If you’ve been out and about at a community event lately — the Busker Fest, the Kansas State Fiddling and Picking Championships or maybe just visiting the Lawrence Public Library — you probably have seen some people from the Lawrence League of Women Voters of Lawrence/Douglas County.
Between now and Oct. 16, you’ll probably see them again — maybe more than once. Oct. 16 is the last day voters can register to vote in the Nov. 6 general election, and the League of Women Voters wants to do everything it can to make sure as many people as possible get registered and vote.
The League is a nonpartisan political organization with both male and female members. According to its website, its mission is to encourage “informed and active participation in government.” The group’s members sometimes do that by studying issues and taking positions on particular public policies, but they never support or oppose a political party or candidate.
Perhaps the group’s most recognized role in the community, however, is acting as an advocate for voting, preferably informed voting.

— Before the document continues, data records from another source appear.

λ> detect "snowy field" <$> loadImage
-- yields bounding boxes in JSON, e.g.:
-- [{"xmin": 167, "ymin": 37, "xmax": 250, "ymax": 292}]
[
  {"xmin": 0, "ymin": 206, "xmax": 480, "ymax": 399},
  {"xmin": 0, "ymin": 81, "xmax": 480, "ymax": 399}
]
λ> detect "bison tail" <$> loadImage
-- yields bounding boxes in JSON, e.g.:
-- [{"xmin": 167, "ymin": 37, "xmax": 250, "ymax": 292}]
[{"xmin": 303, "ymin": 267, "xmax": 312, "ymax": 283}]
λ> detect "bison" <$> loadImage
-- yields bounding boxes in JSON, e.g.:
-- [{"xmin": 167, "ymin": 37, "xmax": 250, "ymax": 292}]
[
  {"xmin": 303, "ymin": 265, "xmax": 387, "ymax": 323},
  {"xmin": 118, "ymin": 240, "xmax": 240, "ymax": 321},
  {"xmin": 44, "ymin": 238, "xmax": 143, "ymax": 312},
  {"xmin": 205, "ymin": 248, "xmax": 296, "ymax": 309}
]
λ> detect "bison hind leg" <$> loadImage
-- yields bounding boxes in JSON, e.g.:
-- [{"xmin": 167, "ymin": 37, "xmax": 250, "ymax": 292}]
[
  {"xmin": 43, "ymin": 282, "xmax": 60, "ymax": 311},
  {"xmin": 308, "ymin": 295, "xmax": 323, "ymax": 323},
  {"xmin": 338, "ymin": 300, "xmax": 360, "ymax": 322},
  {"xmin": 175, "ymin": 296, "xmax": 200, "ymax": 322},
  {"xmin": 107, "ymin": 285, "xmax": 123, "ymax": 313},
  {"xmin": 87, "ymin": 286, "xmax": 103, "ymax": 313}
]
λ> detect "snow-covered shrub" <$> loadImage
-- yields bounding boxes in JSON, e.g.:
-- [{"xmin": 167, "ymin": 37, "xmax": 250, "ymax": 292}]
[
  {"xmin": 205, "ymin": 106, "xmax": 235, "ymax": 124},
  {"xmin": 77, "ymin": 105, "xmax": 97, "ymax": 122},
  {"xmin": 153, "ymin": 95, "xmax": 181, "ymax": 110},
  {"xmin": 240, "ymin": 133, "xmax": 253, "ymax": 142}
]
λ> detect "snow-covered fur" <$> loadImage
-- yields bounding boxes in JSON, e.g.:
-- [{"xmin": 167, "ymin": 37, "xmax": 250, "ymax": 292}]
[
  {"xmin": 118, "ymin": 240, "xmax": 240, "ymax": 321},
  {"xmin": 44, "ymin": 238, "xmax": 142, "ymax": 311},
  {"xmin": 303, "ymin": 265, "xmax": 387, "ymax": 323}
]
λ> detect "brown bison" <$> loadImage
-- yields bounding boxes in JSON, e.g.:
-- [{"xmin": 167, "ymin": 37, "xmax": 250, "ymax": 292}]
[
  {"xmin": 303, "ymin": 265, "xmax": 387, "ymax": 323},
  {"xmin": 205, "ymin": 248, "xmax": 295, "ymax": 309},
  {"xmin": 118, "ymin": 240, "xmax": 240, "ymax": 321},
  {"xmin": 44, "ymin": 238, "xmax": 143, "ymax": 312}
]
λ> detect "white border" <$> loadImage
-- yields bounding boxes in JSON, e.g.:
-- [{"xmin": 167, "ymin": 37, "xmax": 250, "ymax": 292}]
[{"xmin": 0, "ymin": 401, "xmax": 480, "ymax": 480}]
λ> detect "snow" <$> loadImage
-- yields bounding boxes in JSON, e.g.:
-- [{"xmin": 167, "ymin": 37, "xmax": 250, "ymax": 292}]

To that end, League members set up a table at many public events and locations in the weeks leading up to most elections to register people to vote and provide information about voting deadlines, district boundaries and other questions voters may have. Voters also can register online or in person at the Douglas County Clerk’s office, but sometimes the LWV table is just the nudge they need to register now and not put it off.
A new state law that goes into effect Jan. 1 will require people registering to vote in Kansas for the first time to provide proof of their citizenship. The law will add another step to the registration process, and it is uncertain whether the League of Women Voters will be able to continue its voter registration tradition. The League is dedicated to this part of its mission, and state and local election officials should help them continue this service.
Voting is the bedrock of our democratic society, and the League of Women Voters deserves the community’s thanks for the work it does to educate voters and increase voter participation.